All About Spelling is designed for you to move through it at your student’s pace. We recommend working for about 20 minutes per day, 5 days per week. We find that short, daily lessons work better than longer but fewer sessions. Each day you’ll spend a few minutes reviewing the review cards, and then you’ll pick up in the book wherever you left off previously. Some steps may be easy for your child, and you’ll go through them quickly, while others may be more difficult. Spend as much time as your child needs to master the material. If your student starts to forget things, that’s a sign that you need to slow down and do more review. This article on the Funnel Concept can help you see why moving too quickly can make retention difficult.
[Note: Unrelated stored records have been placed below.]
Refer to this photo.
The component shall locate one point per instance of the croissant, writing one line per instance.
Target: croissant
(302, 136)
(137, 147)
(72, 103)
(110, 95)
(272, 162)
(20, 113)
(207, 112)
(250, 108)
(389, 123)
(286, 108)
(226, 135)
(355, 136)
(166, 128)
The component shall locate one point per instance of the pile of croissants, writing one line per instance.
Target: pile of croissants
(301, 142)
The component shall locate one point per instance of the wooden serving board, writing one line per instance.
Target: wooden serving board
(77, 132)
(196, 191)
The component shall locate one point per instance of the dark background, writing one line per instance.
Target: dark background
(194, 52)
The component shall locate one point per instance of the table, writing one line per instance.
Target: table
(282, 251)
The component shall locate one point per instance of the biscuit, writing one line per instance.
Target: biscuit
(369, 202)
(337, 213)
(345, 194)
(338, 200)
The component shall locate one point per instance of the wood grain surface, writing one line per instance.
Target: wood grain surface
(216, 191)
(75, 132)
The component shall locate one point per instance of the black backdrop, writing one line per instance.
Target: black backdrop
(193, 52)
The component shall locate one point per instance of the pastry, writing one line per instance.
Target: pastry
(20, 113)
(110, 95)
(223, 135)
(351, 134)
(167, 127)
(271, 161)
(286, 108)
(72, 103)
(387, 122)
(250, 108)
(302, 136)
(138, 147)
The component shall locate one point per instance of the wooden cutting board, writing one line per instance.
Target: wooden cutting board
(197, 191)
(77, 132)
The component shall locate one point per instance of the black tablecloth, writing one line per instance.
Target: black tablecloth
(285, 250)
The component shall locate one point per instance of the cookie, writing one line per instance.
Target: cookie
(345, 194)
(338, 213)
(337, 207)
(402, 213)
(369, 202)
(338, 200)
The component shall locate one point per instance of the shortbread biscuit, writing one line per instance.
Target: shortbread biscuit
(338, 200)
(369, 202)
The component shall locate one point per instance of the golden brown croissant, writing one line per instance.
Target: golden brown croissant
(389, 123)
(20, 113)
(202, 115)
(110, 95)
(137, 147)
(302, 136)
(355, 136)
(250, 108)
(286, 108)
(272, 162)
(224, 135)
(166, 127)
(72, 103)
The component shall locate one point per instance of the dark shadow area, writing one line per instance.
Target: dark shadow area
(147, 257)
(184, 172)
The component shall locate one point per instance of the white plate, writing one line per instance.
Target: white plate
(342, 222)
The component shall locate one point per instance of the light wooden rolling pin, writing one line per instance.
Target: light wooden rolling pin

Older students like your child usually get through 2-3 levels the first year and 1-2 levels per year after that. How long each level takes will vary greatly depending on your student: what he already knows, and what he’s struggling with. In her private tutoring practice, Marie Rippel (the author of All About Spelling) normally expects to go through up to four levels in a year’s time when working with older children. The exception is when the child has extreme dyslexia or other learning struggles; then it takes longer. So, don’t be overly concerned about how long it takes. Instead, move as quickly as possible while ensuring mastery. Take it at a speed that’s right for your child. Note, the final level of All About Spelling, level 7, covers through 12th-grade spelling.

I hope this helps, but please let me know if you have more questions or concerns. My daughter was near the end of 4th grade when she started All About Spelling and finished the last level halfway through 9th grade, and the only reason it took that long is that we had to wait almost a year between level 6 and level 7 because level 7 was not yet published (this was many years ago). There is a very good chance your child can finish all 7 levels well before 12th grade.

Liz

says:

Thank you for sharing this.I know better on how to assist my six years old daughter

Krystal

says:

Thanks so much for this! Any advice for a 5 year old struggling with learning her letters and sounds? I have tried everything from coloring, painting, using a keyboard, play dough everything! I’m stranded at this point and feel so bad for my angel.

Robin E.

says: Customer Service

I’m sorry your child is struggling, Krystal.

Have you seen our How to Teach the Alphabet to Preschoolers blog post? It has some helpful ideas and lots of links and printables.

You may also consider our Pre-reading level of All About Reading as letter learning is one of the 5 Reading Readiness Skills it focuses on.

With a child that struggles like this, start with just one letter. Keep teaching it and reviewing it until she has it mastered. We have lots of options on the blog for keeping this interesting.

Only when she has a good handle on the first letter will you introduce the next one. Keep reviewing the first letter as you teach and review the second one. Only when she has both down well should you introduce a third letter, but again keep reviewing the first two. Have an ABC chart and sing the alphabet song daily and have her point to the letters she knows as you sing.

Continue this way, taking as much time as needed (will be at least many weeks, could be many months) for her to master the entire alphabet. If she has trouble learning the name of letters and their sounds at the same time, go through the alphabet the first time learning letter names only. Then start again, learning letter sounds the second time.

I hope this helps, but please let me know if you need more ideas. And let me know how things go over the next month or two.